VENEZIA 2014: BELLUSCONE. UNA STORIA SICILIANA di Franco Maresco
La mistica del basso spettacolo
di Luigi Abiusi
Arrivato dopo un’incubazione d’anni, e nato dai bassifondi, uscito dal fondaco di cose vili che prima facevano l’oscura, abbagliante trasparenza di cinicotv (e ovviamente dello Zio di Brooklyn e Totò che visse due volte); o semplicemente formicolanti nella loro ineluttabilità, nel loro essere pervicacemente ruvido, idiota, cinico; Belluscone appare come uno degli esempi più alti visti negli ultimi anni di film anfibio, ibrido, neppure concluso, mentre sembra germinare e girare (ancora) nei suburbi palermitani (anche dopo i titoli di coda: in effetti non vuole finire e si riproduce in appendici, frammenti, per una specie di partenogenesi immaginale, di scarti audio-video), alla ricerca di Erik, o sfuggendo alla morsa di Puma che sfoggia la sua tracimante nomenclatura cinematografica di fronte a un Sanguineti impassibile, così straordinariamente comico.
Riprendendo l’esperienza di Come inguaiammo il cinema italiano, ed esaltandola al massimo (manipolando i termini della commedia, del grottesco), Maresco lavora con materiali disparati: video di risulta, in bassa definizione (per lo più vhs), che mostrano le bassezze televisive di un popolino ludico e politico (nel senso dell’appoggio e del sussiego verso la mafia); sezioni documentarie di Erik e Ricciardi al lavoro; interviste di Maresco a cantanti neomelodici e ai loro parenti o a Dell’Utri; il dialogo costante e intimo con Ciccio Mira; la biforcazione imboccata grazie ai sondaggi di un giornalista indigeno che aiuta a ricostruire la genealogia mafiosa; la cronaca di viaggio e l’investigazione di Sanguineti alla ricerca di Maresco; e in filigrana a questa testura eterogenea, ovviamente il discorso politico, le ipotesi – mai così persuasive – sulle origini mafiose del potere berlusconiano.
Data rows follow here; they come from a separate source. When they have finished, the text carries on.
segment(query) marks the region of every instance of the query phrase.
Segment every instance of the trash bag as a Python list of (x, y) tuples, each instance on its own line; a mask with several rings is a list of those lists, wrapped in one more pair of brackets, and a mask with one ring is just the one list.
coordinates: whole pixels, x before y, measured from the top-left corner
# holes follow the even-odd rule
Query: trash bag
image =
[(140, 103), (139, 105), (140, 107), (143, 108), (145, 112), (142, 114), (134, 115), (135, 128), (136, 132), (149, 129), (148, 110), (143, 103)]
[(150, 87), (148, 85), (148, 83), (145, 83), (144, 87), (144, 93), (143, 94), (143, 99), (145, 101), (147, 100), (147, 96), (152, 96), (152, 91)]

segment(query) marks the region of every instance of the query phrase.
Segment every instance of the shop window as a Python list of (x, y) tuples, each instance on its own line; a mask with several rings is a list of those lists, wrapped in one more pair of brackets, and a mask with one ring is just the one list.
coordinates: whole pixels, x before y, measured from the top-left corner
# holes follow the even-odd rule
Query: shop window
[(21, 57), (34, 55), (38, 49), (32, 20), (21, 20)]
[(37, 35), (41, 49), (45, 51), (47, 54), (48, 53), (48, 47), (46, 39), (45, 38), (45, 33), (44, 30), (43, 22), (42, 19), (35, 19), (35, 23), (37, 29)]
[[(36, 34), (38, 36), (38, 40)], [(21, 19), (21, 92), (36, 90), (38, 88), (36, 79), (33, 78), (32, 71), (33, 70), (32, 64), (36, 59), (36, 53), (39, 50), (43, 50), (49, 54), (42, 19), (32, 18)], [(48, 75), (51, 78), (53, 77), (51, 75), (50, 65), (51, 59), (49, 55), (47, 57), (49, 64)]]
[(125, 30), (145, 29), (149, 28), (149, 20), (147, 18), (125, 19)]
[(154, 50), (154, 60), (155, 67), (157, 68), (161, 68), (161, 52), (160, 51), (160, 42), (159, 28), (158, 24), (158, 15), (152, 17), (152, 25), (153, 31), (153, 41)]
Potere non sondato dentro l’articolazione di teorie finanziarie, sociologiche, storiche alte (nazionali), ma nella beffarda vischiosità e comicità della sfera ludica, intrattenitiva che riguarda certi quartieri palermitani (in primo luogo Brancaccio), dove la passione per la canzone neomelodica napoletana e gli spettacoli di piazza (con freaks bramanti i movimenti di bacino di Ricciardi) sutura il rapporto di questi ceti popolari con i boss e, di lì, con Berlusconi. È da questa congerie bassamente pop, proprio dal materiale audio-video deteriore (di canzoni a tema carcerario, balletti televisivi espletati da ballerine in carne, goffe), che nasce il personaggio Berlusconi (in una maniera simile a quella in cui Harmony Korine sembra fondare le sue sozze marionette in Trash Humplers); la stessa riprodotta, perpetuata da Mediaset, divenuta in breve fucina di falangi di soldati (ballerine, veline, cantanti, cabarettisti, ecc.) di un esercito al servizio della dittatura (della bassa fedeltà) dell’immagine pubblicitaria (di propaganda). Meccanismo simile a quello che innerva la copia Renzi, ripreso, in una parentesi laconica e folgorante del film, nella sua apparizione in uno dei programmi di Maria De Filippi, definendo e rafforzando una specie di mistica del basso, ottuso Spettacolo (anticipata da Pasolini) che muove la politica del terzo millennio.